Right things to worry about:

  • Have I taken the right steps to find a surgeon? Finding a good surgeon isn’t as simple as surfing the web, looking in the phone book or asking friends and family. You’ll want to know that your surgeon has the right experience – look for someone who’s done lots of LASIK procedures (a minimum of 1,000; 10-25,000 would be even better) – and has the right qualifications, including a degree from a recognized medical school, up-to-date board certifications, and possibly an affiliation with a teaching hospital. Your primary care physician, optometrist or ophthalmologist can help you find a good surgeon in your area. Of course it makes sense to talk to friends and family who’ve had LASIK – but don’t let that be your only research. Ultimately, you’ll want to visit the surgeon’s practice, talk with the surgeon and staff, and make sure you feel comfortable. Is everyone taking the time to answer your questions? Do you feel at ease? That’s great. Did you receive a detailed informed consent form, and have it explained to you? You should have. Do you feel you’re being pressured to make a decision right away? That’s not good. Trust your instincts – and do your homework.
  • Do I know how to talk to my surgeon about what I want from LASIK, and about the different kinds of laser vision correction that are available? It’s up to your surgeon and his or her staff to answer your questions and describe your options. But you’ll have a better conversation if you’ve done a little homework beforehand. There are several different kinds of laser vision correction – most people opt for LASIK which involves making a flap in the cornea with a laser so that the vision correction takes place below the surface, but people who play certain kinds of contact sports may opt for a different approach that uses the laser to reshape the surface of the eye itself. Even more important is to have a clear sense of what you want to get out of LASIK. That will help you and your surgeon decide together if it’s the right vision correction technique for you, or if eyeglasses or contact lenses might be better. Find out all you can about LASIK and what it might mean to you.
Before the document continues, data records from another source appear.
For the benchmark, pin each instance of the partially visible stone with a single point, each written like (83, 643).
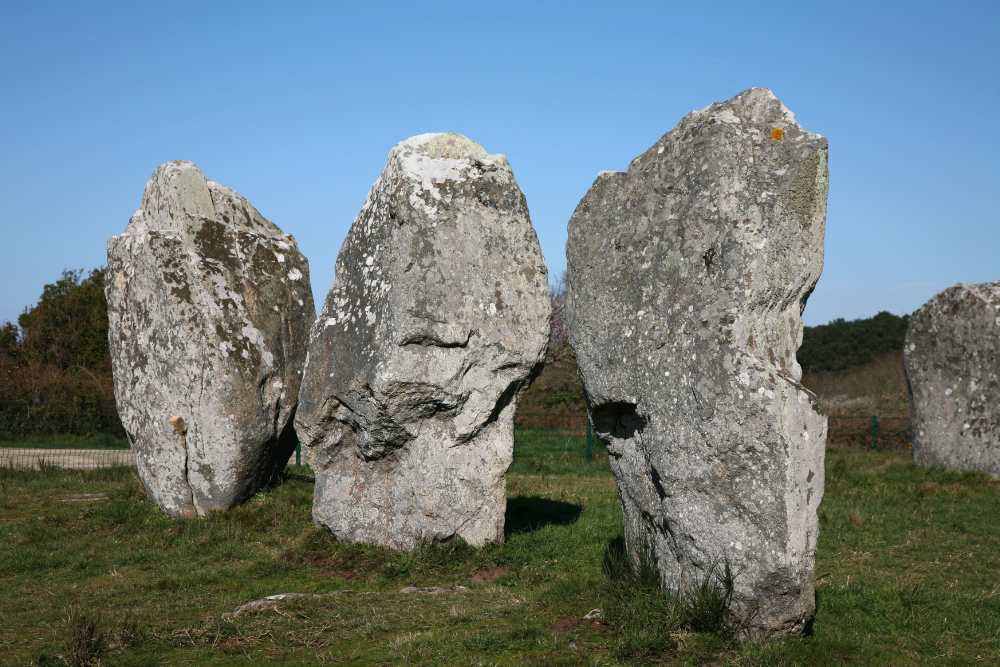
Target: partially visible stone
(438, 316)
(952, 360)
(687, 276)
(209, 308)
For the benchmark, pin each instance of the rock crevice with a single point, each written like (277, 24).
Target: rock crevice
(438, 316)
(209, 307)
(687, 275)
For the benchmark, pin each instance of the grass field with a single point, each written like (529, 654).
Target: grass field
(69, 441)
(907, 572)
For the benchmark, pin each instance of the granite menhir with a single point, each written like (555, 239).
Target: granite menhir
(209, 308)
(438, 315)
(687, 276)
(952, 360)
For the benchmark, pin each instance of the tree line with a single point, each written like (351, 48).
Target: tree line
(56, 368)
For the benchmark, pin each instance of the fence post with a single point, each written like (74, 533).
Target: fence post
(589, 452)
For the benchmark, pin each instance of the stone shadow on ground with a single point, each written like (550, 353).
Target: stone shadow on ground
(526, 514)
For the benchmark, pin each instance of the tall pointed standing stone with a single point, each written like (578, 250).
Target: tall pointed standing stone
(952, 359)
(438, 315)
(687, 276)
(209, 309)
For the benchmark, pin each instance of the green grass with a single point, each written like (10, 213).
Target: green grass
(66, 441)
(907, 574)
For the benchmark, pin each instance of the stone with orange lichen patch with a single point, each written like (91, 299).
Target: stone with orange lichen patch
(207, 334)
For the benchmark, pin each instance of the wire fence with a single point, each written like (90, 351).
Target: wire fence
(81, 416)
(881, 432)
(24, 458)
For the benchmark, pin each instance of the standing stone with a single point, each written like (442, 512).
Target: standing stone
(209, 309)
(952, 359)
(687, 276)
(438, 315)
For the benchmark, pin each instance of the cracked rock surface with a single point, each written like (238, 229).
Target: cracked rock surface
(209, 308)
(952, 360)
(687, 276)
(438, 315)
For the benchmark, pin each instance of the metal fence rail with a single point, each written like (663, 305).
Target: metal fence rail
(83, 416)
(70, 459)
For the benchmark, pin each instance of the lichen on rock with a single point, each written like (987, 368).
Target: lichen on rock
(952, 361)
(208, 335)
(438, 315)
(686, 280)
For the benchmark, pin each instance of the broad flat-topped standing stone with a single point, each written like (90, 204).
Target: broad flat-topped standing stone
(209, 308)
(952, 359)
(687, 276)
(438, 314)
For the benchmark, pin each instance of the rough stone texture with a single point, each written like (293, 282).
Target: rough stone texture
(687, 276)
(952, 359)
(209, 309)
(438, 315)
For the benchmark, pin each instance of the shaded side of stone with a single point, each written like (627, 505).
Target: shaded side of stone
(209, 308)
(952, 361)
(438, 316)
(687, 276)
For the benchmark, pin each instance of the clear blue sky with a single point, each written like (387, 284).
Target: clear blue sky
(296, 105)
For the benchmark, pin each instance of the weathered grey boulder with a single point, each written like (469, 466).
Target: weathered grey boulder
(952, 360)
(686, 279)
(209, 308)
(438, 314)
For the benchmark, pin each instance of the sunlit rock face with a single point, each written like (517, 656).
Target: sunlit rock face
(209, 309)
(438, 316)
(687, 276)
(952, 360)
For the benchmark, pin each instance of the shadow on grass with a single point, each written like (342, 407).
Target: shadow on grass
(529, 513)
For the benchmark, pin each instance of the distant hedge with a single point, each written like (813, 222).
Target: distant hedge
(843, 344)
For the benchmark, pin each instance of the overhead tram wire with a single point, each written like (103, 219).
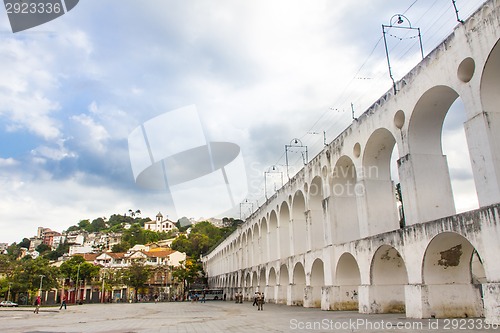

  • Do I understand what LASIK can and can’t do for me? LASIK produces remarkable results – excellent vision that’s always available, without the hassle of eyeglasses or contact lenses. But there are things it can’t do. It can’t give you better than perfect vision. And having LASIK doesn’t mean that you’ll never need glasses. After LASIK, your eyes continue to age, and you might need reading glasses at some point in the future. Knowing what LASIK can and can’t do will make you a better informed and more satisfied patient.
  • Am I sure I’m a good candidate for LASIK? Millions of people have benefited from LASIK. But not everyone can. In fact, almost 20 percent of people turn out to be poor candidates for LASIK. This is usually the result of a medical or physical condition – they may have corneas that are too thin or irregular in shape, or take medications that might interfere with healing. Or they may simply have unrealistic expectations for what LASIK can do. Thanks to the latest technology, many people who once didn’t qualify for LASIK can now have the procedure – only your surgeon can tell you whether you’re a good candidate or not. But it’s best to be aware going in that there may be a sound medical reason for you not to have LASIK.
  • Do I understand what the recovery process will involve, and what I need to do to keep up with the treatment regimen? Like other surgeries, LASIK involves a recovery process, one that will go more smoothly if the patient is an active participant. For most patients, the treatment routine involves taking eye drops regularly to prevent infection and inflammation as well as control dry eye, taking other medications as directed, and having regular follow-up appointments with the surgeon to monitor healing. You’ll have a faster, easier recovery if you know in advance what the post-LASIK regimen will involve, and what you’ll need to do on your own in between visits with the surgeon. The more you know ahead of time, the better your post-LASIK experience will be.

Once again, the bottom line is this: don’t worry about the wrong things. Worry about the right things, be prepared, and get ready to have the best LASIK experience you can.